For many years, the people have not heard the voice of prophets, and they were waiting for an authentic word from God. And they heard it in John. In every walk of life, the expert is recognizable. We do recognize the teacher who knows his subject. We do recognize the doctor who knows his expertise. Will people recognize Christ when we claim that we are Christians?
The film, Shall We Dance, tells the story of John Clark (Richard Gere) who finds something lacking in his life despite having a successful career, a charming wife (Susan Sarandon), and a loving family. And found that missing piece in ballroom dancing. One day John discovered that his officemate, Link (Stanley Tucci), is also into dancing. In one scene at the Men’s Rest Room, Link told John that he could see just from his posture that he had been dancing.
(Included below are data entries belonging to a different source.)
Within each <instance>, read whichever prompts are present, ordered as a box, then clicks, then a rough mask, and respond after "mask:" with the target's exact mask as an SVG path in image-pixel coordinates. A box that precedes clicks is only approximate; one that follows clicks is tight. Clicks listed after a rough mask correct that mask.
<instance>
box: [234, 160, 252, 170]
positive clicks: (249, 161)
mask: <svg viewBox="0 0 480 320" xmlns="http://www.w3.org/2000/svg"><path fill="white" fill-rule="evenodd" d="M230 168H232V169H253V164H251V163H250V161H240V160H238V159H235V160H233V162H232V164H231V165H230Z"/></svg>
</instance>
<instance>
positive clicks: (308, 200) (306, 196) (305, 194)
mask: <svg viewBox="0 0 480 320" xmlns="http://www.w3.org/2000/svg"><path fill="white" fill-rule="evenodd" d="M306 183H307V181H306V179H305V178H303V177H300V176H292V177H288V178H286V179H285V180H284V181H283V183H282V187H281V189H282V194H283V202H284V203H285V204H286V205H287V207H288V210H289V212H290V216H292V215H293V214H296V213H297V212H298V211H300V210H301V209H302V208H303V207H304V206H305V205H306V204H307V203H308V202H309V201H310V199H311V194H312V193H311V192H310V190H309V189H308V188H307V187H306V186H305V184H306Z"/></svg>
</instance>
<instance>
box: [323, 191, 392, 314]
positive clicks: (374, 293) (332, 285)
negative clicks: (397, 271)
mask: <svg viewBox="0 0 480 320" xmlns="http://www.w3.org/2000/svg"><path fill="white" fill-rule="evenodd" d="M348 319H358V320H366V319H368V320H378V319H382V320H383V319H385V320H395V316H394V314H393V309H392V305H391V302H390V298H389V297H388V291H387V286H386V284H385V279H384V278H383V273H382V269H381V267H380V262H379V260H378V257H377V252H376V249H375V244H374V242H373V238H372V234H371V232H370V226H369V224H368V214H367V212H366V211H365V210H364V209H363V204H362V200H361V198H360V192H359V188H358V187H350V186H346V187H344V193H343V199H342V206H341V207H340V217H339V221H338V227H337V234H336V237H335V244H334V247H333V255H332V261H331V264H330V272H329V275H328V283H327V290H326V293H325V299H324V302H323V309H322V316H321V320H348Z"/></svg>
The season of Advent encourages us to show that we have been dancing: That we have been trying to become credible Christians. Can people see our faith by what we say and the way we say things? Do our words, deeds, feelings and thoughts match our interactions with people? Our lives should be real testimonies of our faith.
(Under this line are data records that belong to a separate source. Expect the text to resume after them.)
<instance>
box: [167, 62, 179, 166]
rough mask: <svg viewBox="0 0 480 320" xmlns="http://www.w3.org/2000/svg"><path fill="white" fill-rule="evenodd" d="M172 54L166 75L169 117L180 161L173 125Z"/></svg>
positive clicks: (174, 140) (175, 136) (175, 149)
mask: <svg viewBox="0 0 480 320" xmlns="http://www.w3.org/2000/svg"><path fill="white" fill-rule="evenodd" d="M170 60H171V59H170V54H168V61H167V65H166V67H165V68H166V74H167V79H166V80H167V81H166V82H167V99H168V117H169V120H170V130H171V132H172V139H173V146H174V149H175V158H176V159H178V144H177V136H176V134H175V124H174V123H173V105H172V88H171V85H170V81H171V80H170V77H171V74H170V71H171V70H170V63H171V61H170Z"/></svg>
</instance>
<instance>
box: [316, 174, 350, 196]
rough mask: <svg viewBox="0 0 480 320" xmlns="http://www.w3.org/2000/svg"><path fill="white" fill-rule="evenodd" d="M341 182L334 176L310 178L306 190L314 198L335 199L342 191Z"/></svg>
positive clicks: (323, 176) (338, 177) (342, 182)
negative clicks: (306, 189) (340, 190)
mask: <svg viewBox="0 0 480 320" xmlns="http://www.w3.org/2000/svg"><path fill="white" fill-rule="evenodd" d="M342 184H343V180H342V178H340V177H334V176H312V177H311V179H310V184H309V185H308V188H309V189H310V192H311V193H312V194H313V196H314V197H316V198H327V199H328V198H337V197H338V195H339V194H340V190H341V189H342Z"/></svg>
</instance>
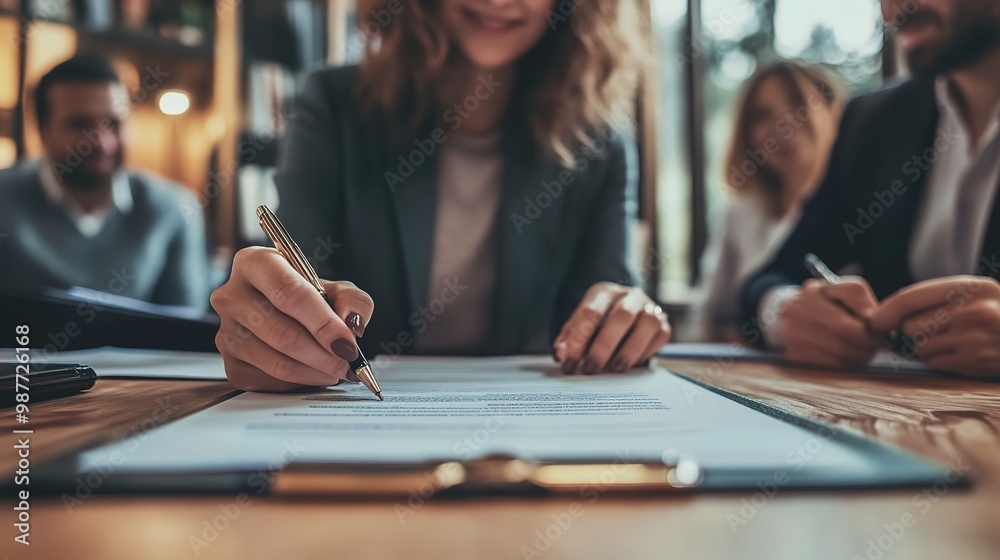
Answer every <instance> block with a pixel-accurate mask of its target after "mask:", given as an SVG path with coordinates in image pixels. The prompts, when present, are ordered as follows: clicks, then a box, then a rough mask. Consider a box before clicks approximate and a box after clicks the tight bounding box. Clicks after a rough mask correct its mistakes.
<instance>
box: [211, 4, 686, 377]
mask: <svg viewBox="0 0 1000 560" xmlns="http://www.w3.org/2000/svg"><path fill="white" fill-rule="evenodd" d="M358 14H359V32H360V34H361V35H362V36H363V38H364V45H363V47H359V48H363V49H364V55H363V57H362V60H361V63H360V64H359V65H358V66H349V67H341V68H330V69H325V70H321V71H318V72H315V73H314V74H312V75H311V76H310V77H309V79H308V80H307V83H306V85H305V86H304V90H303V93H302V95H301V97H300V99H299V101H298V102H297V105H296V107H295V111H294V115H293V116H292V119H291V124H290V129H289V133H288V137H287V138H286V139H285V142H284V144H283V146H282V152H281V153H282V155H281V159H280V163H279V170H278V173H277V176H276V179H275V180H276V182H277V184H278V187H279V194H280V201H281V202H280V205H279V206H278V209H277V213H278V216H279V217H280V218H281V221H282V222H283V223H284V224H285V226H286V227H287V229H288V232H289V234H290V235H291V237H292V238H293V239H294V240H296V241H297V243H298V245H299V246H300V247H301V249H302V251H303V253H304V254H305V255H306V256H307V258H308V260H309V261H310V262H311V264H312V265H313V267H314V268H315V269H316V270H317V272H318V273H319V276H320V277H321V278H325V279H330V280H323V285H324V286H325V288H326V292H327V295H328V298H329V299H330V301H331V304H332V307H333V309H331V306H328V305H327V304H326V302H324V301H323V298H322V297H321V296H320V295H319V293H318V292H317V290H316V289H315V288H314V287H312V286H311V285H310V284H309V282H307V281H306V280H305V279H303V278H302V277H301V276H300V275H298V274H297V273H296V272H295V271H294V270H293V269H292V267H291V266H289V264H288V262H286V261H285V260H284V259H283V258H282V257H281V256H280V255H279V254H278V253H277V252H276V251H275V250H274V249H271V248H265V247H250V248H247V249H244V250H242V251H240V252H239V253H237V255H236V258H235V260H234V262H233V270H232V276H231V277H230V279H229V281H228V282H227V283H226V284H225V285H224V286H222V287H221V288H219V289H218V290H216V292H215V293H214V294H213V295H212V305H213V307H214V308H215V309H216V310H217V311H218V313H219V315H220V316H221V318H222V326H221V328H220V330H219V334H218V336H217V338H216V342H217V345H218V347H219V350H220V351H221V352H222V355H223V357H224V359H225V364H226V372H227V375H228V376H229V379H230V380H231V381H232V382H233V383H234V384H235V385H236V386H238V387H241V388H243V389H248V390H259V391H281V390H289V389H294V388H297V387H301V386H326V385H331V384H333V383H335V382H336V381H337V380H339V379H341V378H343V377H344V376H345V375H346V374H347V371H348V362H349V361H351V360H355V359H356V358H357V357H358V354H357V352H358V349H357V348H358V344H360V346H361V348H362V349H363V350H364V351H365V353H367V354H369V355H375V354H382V355H384V356H386V357H387V358H392V357H393V356H396V355H399V354H403V353H423V354H456V355H491V354H514V353H526V352H538V351H548V350H550V349H551V351H552V352H553V354H554V355H555V357H556V360H558V361H559V362H560V364H561V367H562V370H563V371H564V372H565V373H567V374H591V373H597V372H600V371H618V372H620V371H624V370H626V369H628V368H630V367H632V366H634V365H635V364H638V363H640V362H643V361H645V360H646V359H648V358H649V357H650V356H651V355H652V354H654V353H655V352H656V350H657V349H658V348H659V347H660V346H662V345H663V344H665V343H666V342H667V341H668V340H669V338H670V326H669V324H668V322H667V317H666V316H665V314H664V313H663V312H662V310H661V309H660V308H659V307H657V306H656V305H655V303H654V302H653V301H652V300H651V299H650V298H649V297H648V296H647V295H646V294H645V293H644V292H643V291H642V290H641V289H639V288H634V287H631V286H632V283H633V278H632V274H631V273H630V271H629V267H628V265H627V263H626V255H627V254H628V242H627V238H628V230H629V227H630V226H631V222H632V220H633V219H634V218H635V212H636V170H635V167H636V166H635V155H634V154H635V151H634V149H633V146H632V144H631V140H630V138H629V134H628V133H627V131H628V129H629V128H630V126H629V124H628V123H630V117H629V115H630V109H631V108H632V103H633V100H634V98H635V92H636V85H637V82H638V79H639V74H640V70H641V68H642V66H643V64H644V62H645V56H647V54H646V53H645V52H644V49H645V48H647V47H646V45H647V43H646V41H644V40H643V37H642V33H641V31H640V30H641V29H642V28H643V25H642V20H641V14H640V10H639V8H638V2H637V0H617V1H608V0H590V1H588V2H558V1H557V0H362V1H360V2H359V5H358ZM376 308H377V310H378V311H377V312H375V309H376ZM355 337H358V338H357V339H356V338H355ZM383 359H385V358H383ZM378 361H379V360H378V359H376V360H375V362H376V365H378Z"/></svg>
After Jesus had been baptized by John, Jesus began his public ministry. One day John sent his disciples to see Jesus, wanting to be assured that He was indeed the one sent by God. And Jesus sent the messengers back to tell John to trust what he had seen and heard, to believe the testimony of His works. Jesus did not offer a philosophical and theological answer, he simply said, “Look at my life, and you know.” Jesus’ life is the message as John’s life had been. Let us then remember that today it is who we are, what we do, and what we live for that truly testifies to the goodness of God.